Dakar is the kind of place that when you are in search of an object or item to purchase, you will never find it. Sellers constantly harass people to buy he most random objects that you don’t need. Once you do need the object, you will not be able to find it no matter where you look. I have had many of these experiences during my time in Dakar. I refer to them as the “epic hunts.” There have been several epic hunts that stand out in my mind. One, from my student days, was searching for scissors to cut my hair. I scoured my neighborhood going to every store and boutique that could possibly sell scissors. I visited about fifteen places and could not find them. The hardware stores only had old rusty pairs, the boutiques only carried child size dull ones, and the shops that furnish the tailors only had shears the length of my arm. Since these were going to be used to cut my hair I wanted to minimize split-ends and lopped off ears. Finally I ended up borrowing a pair from my host mom. Another time, I went on an epic hunt for Dove soap, which is usually an easy task. However after visiting three supermarkets that usually sell it, I was told that the boat that was carrying the soap for all of Senegal was stuck in customs and so it would be awhile until the stores would stock it. This also happened two weeks ago with eggs. The entire city was out of eggs for quite some time.
My most recent epic hunt was for aluminum cups. These cups are everywhere. I think every person in Senegal no matter how rich or poor owns one of these cups. The cups are communal, passed around when sharing water and used in restaurants. They are one of the most ubiquitous items in town.
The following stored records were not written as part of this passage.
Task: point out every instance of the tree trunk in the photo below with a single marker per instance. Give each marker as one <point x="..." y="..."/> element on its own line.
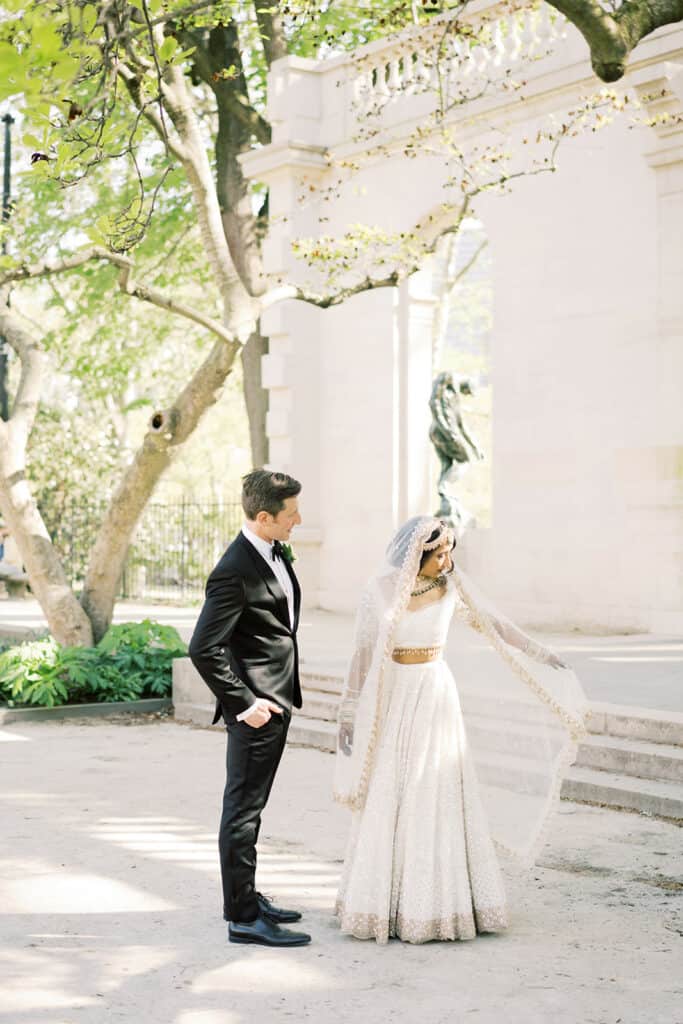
<point x="256" y="396"/>
<point x="66" y="619"/>
<point x="168" y="429"/>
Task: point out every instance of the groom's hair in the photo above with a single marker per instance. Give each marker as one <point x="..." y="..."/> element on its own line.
<point x="263" y="491"/>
Yet finding them for sale was difficult.
When Otman and I moved into the Mermoz apartment we arrived with three glasses in Otman’s collection of flatware and cutlery. We quickly bought more glasses, a set of six, for daily use and entertaining. After approximately six months, I noticed that of the nine glasses we had, only three remained, one from the original set and two from the new set. So, I went to the market to buy more glasses, I decided to purchase six taller sturdier looking ones. However, now, only three months later, only one of those remains along with one original glass, and one from the first purchased set. I have three pitiful glasses in total.
Why so many broken glasses? I blame it on my kitchen’s design. Whoever designed the kitchen should have their license revoked. There are three drawers in front of the sink’s plumbing and then one huge cupboard with no shelves. Essentially the design is backwards. We keep the flatware in the drawers, because that is the only place they can go. However, the drawers are difficult to close and stick frequently meaning there is a lot of shoving involved. The shoving leads to glasses slamming against each other and thus breaking. Admittedly I have broken two by dropping them and Tarik broke several while I was away.
I reasoned that the only way to combat the broken glass issue was to buy these aluminum cups. They aren’t very pretty but they won’t break in the drawer. I decided to go to Marche Tilene, a local market in the Medina neighborhood, where Otman bought the gaudy jewelry. I did not choose the best time of day to go to the market because it was hot and there were typical Dakar traffic jams caused by cars reversing into oncoming traffic and buses stopped in the middle of the road. When I finally arrived, I found the cups and bargained for them. When I went to take out my wallet, I discovered it was not there. Panicking, I left in a hurry sans cups. Tarik later located the wallet in the garlic and onion container. Anyway, I decided not to return to the market but instead look for these cups in my neighborhood. I could not find them. All of the kitchenware stores did not sell them. Instead, they tried to convince me of the wonders of glasses. One person had the aluminum ones for sale but only as a collection with a huge ugly teapot and tray, which I don’t need.
I happened to be in Yoff on Tuesday. Most neighborhoods have markets where fruit, vegetables, and other goods are sold everyday but then one day a week vendors set up outside of the produce market with other goods. In Yoff the market is on Tuesdays. Knowing that I could find the cups there, I decided to pay the market a visit. It was hot, there were tons of pushy people, and I was in a bad mood. The market smelled like a combination of bad breath, wet cardboard, and meat. It was gross. I walked around trying to find these cups. I found a place that sold them, a regular store not affiliated with the market but they wouldn’t bring down the price so I left. Sure that in the big market, someone else would be selling them. I wandered through the rows of second-hand clothing. Vendors purchase these clothes in bales, clean them, iron them, and then sell them. Some of the clothing still has their thrift store tags on them. A lot of clothing from Savers ends up in Dakar. Walking through the tarp-covered market, I noticed that the woman selling bras was not wearing one and those perusing for new ones, were not considering their size when selecting.
Next to the rows of clothing were the men selling cups, plates, silverware, large silver bowls, Tupperware, and trays. None of them had the cups. The closest thing I found were smaller and with ones with a handle generally used for potty training. Resigned and tired, I returned to the first store I visited. I tried my best to lower the price by haggling in Wolof but the vendor was not impressed. He wouldn’t go under 500 CFA a cup ($1). I ended up buying them at this ridiculous inflated price because I would have paid the difference if I went all the way back to Tilene. The epic hunt for aluminum cups is over and so it’s onto the next.